The main difference between ``instance_id_segmentation_fast`` and ``instance_segmentation_fast`` are that instance segmentation annotator goes down the hierarchy to the lowest level prim which has semantic labels, where instance ID segmentation always goes down to the leaf prim.

- If ``colorize_instance_id_segmentation=True`` in the camera config, a 4-channel RGBA image will be returned with dimension (B, H, W, 4) and type ``torch.uint8``. The info ``idToLabels`` dictionary will be the mapping from color to USD prim path of that entity.

- If ``colorize_instance_id_segmentation=False``, a buffer of dimension (B, H, W, 1) of type ``torch.int32`` will be returned, containing the instance ID of each pixel. The info ``idToLabels`` dictionary will be the mapping from instance ID to USD prim path of that entity.

Instance Segmentation
"""""""""""""""""""""

.. figure:: ../../../_static/overview/sensors/camera_instance.jpg
    :align: center
    :figwidth: 100%
    :alt: A scene captured in RGB

``instance_segmentation_fast`` outputs instance segmentation of each entity in the camera’s viewport. In addition to the image buffer, an ``info`` dictionary can be retrieved with ``tiled_camera.data.info['instance_segmentation_fast']`` containing ID to labels and ID to semantic information.

- If ``colorize_instance_segmentation=True`` in the camera config, a 4-channel RGBA image will be returned with dimension (B, H, W, 4) and type ``torch.uint8``.

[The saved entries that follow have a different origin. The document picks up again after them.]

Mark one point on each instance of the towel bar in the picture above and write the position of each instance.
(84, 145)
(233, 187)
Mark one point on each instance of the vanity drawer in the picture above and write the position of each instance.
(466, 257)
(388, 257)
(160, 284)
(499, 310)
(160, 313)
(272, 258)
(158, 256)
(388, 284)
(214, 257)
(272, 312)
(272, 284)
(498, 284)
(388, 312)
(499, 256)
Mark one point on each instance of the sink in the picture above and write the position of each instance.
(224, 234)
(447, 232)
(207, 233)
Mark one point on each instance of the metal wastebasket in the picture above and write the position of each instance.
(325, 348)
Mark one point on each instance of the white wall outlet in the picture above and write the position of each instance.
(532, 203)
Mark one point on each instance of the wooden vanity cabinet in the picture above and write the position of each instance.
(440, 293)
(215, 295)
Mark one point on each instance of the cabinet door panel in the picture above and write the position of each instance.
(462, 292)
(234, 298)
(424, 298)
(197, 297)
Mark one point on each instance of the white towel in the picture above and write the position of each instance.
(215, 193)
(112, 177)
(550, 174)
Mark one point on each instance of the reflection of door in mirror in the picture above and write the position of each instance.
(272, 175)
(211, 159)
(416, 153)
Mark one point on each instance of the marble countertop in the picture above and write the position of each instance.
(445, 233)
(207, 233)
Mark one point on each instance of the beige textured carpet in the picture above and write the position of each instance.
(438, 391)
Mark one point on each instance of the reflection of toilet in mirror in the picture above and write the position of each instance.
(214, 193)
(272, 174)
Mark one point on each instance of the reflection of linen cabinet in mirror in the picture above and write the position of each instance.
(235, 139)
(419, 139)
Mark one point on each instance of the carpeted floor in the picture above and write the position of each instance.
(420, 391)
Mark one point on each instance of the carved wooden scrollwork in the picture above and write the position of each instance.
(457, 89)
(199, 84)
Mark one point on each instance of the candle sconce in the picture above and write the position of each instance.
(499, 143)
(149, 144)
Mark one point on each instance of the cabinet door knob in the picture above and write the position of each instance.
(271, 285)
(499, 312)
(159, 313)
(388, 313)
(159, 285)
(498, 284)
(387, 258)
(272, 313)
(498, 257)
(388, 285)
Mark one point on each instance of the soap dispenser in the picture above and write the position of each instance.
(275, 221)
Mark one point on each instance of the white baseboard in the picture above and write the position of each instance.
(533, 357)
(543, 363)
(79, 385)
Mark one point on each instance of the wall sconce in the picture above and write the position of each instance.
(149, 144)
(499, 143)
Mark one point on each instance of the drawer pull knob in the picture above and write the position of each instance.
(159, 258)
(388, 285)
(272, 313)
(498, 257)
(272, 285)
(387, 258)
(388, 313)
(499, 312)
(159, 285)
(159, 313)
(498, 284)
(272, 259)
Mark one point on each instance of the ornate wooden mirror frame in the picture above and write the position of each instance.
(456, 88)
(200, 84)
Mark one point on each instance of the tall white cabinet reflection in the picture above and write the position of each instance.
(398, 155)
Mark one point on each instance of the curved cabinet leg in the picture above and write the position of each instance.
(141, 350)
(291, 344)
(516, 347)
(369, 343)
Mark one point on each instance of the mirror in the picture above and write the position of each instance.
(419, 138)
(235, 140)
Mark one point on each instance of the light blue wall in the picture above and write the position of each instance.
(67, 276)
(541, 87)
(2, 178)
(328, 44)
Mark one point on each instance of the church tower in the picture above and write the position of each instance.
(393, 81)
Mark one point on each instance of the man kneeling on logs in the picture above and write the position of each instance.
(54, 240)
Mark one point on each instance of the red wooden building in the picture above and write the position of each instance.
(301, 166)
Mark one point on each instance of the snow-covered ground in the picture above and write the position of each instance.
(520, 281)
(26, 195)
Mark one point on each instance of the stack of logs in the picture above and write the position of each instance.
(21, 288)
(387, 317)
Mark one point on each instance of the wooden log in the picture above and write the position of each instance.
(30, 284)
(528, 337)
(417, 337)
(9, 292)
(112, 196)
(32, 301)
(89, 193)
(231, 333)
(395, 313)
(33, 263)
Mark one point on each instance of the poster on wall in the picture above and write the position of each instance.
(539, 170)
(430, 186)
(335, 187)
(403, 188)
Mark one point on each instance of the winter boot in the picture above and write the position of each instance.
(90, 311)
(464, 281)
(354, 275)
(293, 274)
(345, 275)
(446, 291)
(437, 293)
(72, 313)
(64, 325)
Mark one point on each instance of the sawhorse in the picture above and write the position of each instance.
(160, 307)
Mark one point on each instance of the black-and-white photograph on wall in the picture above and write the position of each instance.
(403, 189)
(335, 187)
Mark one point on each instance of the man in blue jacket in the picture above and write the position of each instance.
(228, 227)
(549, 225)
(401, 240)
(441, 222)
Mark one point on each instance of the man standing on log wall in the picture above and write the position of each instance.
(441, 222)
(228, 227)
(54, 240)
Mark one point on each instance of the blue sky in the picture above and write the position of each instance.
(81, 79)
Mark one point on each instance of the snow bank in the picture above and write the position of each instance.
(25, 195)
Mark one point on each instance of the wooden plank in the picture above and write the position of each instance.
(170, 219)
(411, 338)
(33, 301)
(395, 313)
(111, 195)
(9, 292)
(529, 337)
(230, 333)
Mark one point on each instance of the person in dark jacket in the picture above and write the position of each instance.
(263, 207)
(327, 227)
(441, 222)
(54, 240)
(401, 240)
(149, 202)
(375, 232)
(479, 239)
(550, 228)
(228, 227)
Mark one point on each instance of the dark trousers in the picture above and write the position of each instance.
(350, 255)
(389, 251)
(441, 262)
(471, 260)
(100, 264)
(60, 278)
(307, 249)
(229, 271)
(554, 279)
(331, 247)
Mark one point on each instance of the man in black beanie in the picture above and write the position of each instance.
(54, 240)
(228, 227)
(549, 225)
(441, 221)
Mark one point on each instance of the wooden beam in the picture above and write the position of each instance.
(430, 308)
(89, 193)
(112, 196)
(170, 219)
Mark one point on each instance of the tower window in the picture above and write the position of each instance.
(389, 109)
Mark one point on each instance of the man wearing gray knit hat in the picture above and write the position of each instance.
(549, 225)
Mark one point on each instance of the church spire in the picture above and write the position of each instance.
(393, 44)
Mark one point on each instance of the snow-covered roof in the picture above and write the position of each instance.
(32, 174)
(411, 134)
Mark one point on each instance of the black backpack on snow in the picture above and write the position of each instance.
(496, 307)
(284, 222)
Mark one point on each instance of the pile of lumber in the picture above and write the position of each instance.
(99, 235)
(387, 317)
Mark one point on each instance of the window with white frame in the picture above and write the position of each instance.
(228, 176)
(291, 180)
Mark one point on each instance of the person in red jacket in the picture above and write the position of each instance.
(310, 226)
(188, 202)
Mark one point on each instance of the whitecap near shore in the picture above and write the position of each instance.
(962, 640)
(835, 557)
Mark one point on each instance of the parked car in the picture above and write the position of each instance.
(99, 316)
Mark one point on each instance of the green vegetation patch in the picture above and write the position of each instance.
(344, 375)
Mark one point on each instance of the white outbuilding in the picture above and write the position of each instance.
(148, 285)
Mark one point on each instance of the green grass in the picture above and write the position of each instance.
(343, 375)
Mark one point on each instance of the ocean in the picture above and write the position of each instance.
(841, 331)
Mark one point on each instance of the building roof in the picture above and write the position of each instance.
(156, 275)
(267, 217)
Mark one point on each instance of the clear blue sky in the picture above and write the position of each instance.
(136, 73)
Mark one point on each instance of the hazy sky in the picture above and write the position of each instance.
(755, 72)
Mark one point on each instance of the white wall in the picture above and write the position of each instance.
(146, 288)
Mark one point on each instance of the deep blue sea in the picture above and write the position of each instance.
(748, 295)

- If ``colorize_instance_segmentation=False``, a buffer of dimension (B, H, W, 1) of type ``torch.int32`` will be returned, containing the instance ID of each pixel.

The info ``idToLabels`` dictionary will be the mapping from color to USD prim path of that semantic entity. The info ``idToSemantics`` dictionary will be the mapping from color to semantic labels of that semantic entity.